Just as robotics has shown progress over the past decades, the coming years will bring even more impressive advances. “Factory automation has been going on for at least 30 years,” Koditschek says, “and machines are improving. But getting robots out of the factories is proving very difficult.

“Robots have captured a lot of interest in the toy industry. But it’s a treacherous place to compete—the profit margins are so small. There’s no question, though, that entertainment and the toy industry hold huge potential markets for our technology.” At a reception for Koditschek in late February, Dean Glandt spoke of Alfred Fitler Moore, the founder of the Moore School of Electrical Engineering and the namesake of the honorary chair that Koditschek holds. “For many, many years,” the dean says, “the Moore School was the most preeminent name in electrical engineering.What Alfred Fitler Moore did in creating the school was one of the most significant things in the birth of contemporary electrical engineering. Holding a chair carrying the name of Alfred Fitler Moore is historical.”

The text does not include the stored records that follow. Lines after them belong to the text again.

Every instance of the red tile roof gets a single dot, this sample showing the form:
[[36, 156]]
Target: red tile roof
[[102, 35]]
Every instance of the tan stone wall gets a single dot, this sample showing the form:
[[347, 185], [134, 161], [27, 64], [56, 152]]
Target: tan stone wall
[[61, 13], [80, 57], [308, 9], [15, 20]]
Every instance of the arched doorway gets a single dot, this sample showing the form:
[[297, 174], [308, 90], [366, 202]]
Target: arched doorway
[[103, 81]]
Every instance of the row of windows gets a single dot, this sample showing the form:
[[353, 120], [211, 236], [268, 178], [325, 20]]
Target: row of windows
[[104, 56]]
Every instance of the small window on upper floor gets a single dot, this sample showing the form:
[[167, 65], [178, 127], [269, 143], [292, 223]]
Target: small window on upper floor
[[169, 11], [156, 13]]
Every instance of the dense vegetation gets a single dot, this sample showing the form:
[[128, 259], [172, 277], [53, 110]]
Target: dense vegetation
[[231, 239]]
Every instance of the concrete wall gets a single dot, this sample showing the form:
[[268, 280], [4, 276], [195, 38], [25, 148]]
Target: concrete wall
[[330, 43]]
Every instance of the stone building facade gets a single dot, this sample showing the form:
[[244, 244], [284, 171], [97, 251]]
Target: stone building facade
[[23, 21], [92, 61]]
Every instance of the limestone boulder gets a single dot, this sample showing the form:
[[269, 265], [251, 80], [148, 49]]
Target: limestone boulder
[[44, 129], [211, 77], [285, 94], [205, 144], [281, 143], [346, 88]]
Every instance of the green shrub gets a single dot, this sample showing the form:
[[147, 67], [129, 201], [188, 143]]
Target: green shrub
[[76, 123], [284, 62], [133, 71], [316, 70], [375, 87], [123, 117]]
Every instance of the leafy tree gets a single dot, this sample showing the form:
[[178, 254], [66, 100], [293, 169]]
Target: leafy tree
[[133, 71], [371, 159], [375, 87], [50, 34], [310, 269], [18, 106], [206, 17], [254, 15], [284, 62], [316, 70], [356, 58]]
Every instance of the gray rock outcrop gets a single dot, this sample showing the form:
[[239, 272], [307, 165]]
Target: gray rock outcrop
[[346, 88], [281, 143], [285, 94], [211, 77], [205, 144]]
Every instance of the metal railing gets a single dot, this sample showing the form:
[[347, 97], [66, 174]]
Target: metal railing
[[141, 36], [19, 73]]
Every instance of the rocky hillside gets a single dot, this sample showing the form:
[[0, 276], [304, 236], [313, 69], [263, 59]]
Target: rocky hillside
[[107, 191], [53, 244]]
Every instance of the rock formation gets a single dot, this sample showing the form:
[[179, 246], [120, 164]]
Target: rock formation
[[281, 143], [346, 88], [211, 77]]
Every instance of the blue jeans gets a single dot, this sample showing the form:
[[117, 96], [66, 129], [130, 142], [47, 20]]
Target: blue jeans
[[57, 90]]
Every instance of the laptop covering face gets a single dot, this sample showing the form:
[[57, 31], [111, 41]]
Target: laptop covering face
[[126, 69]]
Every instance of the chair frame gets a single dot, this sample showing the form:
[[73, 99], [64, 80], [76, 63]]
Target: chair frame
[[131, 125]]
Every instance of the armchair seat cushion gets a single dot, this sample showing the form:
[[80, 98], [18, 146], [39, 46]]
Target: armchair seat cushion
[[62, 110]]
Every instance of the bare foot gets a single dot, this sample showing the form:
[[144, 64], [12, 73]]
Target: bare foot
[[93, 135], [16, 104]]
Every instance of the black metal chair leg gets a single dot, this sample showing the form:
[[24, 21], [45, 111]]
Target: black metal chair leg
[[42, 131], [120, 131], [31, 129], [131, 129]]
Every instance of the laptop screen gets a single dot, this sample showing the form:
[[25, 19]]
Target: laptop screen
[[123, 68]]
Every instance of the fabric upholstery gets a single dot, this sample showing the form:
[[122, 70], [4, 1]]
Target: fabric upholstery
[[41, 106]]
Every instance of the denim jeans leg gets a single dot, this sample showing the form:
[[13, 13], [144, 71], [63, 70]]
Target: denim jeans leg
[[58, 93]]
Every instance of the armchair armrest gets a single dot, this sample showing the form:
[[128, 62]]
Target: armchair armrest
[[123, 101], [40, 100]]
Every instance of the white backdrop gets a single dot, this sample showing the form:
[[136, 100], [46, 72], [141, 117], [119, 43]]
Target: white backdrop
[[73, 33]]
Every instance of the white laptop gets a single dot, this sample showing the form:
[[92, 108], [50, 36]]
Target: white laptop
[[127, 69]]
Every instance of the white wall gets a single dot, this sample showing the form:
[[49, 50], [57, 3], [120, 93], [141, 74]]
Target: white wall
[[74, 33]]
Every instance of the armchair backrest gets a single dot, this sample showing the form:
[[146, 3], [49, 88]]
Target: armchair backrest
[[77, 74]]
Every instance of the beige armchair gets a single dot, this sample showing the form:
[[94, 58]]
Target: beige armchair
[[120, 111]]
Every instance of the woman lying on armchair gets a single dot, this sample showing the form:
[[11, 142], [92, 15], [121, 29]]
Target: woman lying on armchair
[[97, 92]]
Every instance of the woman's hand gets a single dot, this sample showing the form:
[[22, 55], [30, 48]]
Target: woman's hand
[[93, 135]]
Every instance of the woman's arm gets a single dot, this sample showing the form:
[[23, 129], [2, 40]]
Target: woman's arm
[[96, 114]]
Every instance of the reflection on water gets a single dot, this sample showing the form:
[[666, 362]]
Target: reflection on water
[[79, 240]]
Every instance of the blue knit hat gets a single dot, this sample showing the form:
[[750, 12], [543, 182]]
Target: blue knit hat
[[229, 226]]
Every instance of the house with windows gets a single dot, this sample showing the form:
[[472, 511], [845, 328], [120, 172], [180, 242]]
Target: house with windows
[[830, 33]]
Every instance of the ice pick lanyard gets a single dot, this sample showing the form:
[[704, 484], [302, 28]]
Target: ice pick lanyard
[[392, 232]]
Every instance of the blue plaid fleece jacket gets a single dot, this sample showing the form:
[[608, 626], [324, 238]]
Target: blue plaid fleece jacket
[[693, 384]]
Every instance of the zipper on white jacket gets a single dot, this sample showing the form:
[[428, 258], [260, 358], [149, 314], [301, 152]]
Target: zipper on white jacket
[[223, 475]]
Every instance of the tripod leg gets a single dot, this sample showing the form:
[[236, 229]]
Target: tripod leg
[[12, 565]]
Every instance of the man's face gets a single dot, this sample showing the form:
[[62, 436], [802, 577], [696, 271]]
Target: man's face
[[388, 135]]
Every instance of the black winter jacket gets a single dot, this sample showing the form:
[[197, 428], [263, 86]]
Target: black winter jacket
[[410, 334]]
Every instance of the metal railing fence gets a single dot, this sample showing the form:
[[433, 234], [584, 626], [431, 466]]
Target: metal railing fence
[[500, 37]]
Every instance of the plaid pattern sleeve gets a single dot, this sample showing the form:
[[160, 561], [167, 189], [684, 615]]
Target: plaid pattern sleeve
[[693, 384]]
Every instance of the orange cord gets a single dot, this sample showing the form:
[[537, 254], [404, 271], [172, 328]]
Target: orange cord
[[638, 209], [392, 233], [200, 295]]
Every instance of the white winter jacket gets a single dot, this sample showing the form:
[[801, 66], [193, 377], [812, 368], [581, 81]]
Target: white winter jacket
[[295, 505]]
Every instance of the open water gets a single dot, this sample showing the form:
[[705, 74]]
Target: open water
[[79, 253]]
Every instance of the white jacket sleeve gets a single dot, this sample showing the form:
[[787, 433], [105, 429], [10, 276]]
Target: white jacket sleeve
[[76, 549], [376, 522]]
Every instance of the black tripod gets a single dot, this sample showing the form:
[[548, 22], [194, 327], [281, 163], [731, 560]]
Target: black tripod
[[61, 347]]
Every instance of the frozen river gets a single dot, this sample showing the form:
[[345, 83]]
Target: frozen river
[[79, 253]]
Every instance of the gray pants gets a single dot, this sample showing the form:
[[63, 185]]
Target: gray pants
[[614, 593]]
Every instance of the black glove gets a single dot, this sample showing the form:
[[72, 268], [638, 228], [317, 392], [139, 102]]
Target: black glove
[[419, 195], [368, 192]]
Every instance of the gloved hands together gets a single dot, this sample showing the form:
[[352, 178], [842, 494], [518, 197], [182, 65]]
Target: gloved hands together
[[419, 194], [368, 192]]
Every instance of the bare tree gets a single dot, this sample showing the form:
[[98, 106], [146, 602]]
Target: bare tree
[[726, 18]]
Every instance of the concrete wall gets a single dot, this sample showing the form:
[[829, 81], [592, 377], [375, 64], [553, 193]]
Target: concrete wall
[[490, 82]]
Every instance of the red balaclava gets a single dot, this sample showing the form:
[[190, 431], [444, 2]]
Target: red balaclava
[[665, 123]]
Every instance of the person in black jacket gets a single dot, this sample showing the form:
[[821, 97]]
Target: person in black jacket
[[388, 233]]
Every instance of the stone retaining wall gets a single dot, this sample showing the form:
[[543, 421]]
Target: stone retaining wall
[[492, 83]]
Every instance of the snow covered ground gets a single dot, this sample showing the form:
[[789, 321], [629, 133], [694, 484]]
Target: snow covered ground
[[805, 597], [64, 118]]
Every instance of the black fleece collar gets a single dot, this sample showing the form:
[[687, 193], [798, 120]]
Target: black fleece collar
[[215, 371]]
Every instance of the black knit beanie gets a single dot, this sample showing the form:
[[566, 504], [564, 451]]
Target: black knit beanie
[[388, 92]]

“It’s quite an honor,” Koditschek says. “The Moore School is the place where computing was invented. The GRASP Lab has been one of the leading institutions for robotics in the country. We want to make Penn one of the places where the robotics revolution occurred.”

Affable, thoughtful, and highly articulate, Koditschek speaks with the authority of a professor and the gusto of an excited freshman. The words pour forth logically, clearly, and with a cadence that bespeaks a scholar who studies motion. “What makes him so compelling,” says Dean Glandt, “is that he’s a man of tremendous personality. He has great energy and big dreams.What we needed for the chair was big dreams and vision and someone who has the energy and the academic taste to bring the dreams about. You can see how energetic he is and how visionary.”

The search committee that recommended Koditschek was headed by David Pope, Professor of Materials Science and Engineering and University Ombudsman. Pope, says Dean Glandt, “is the elder statesman in the school. He went around the country interviewing people, talking to the wisest minds to sift through and find which person would be the golden nugget. And he found it.

“Under Dan’s leadership, the department is already experiencing a renaissance. It’s starting to add faculty. His presence here and his vision is another positive development in our plans for a nanotechnology building on Walnut Street. Electrical engineering will be a major occupant of that building. The fact that we have Dan Koditschek on board gives traction to that undertaking.”

As a teacher, Koditschek longs to “create students who are more capable than I was at putting together these disparate pieces of human knowledge.We’re much closer than we ever were.We’ll have wonderful machines.When the motor revolution arises, it will make the Internet seem like small potatoes.”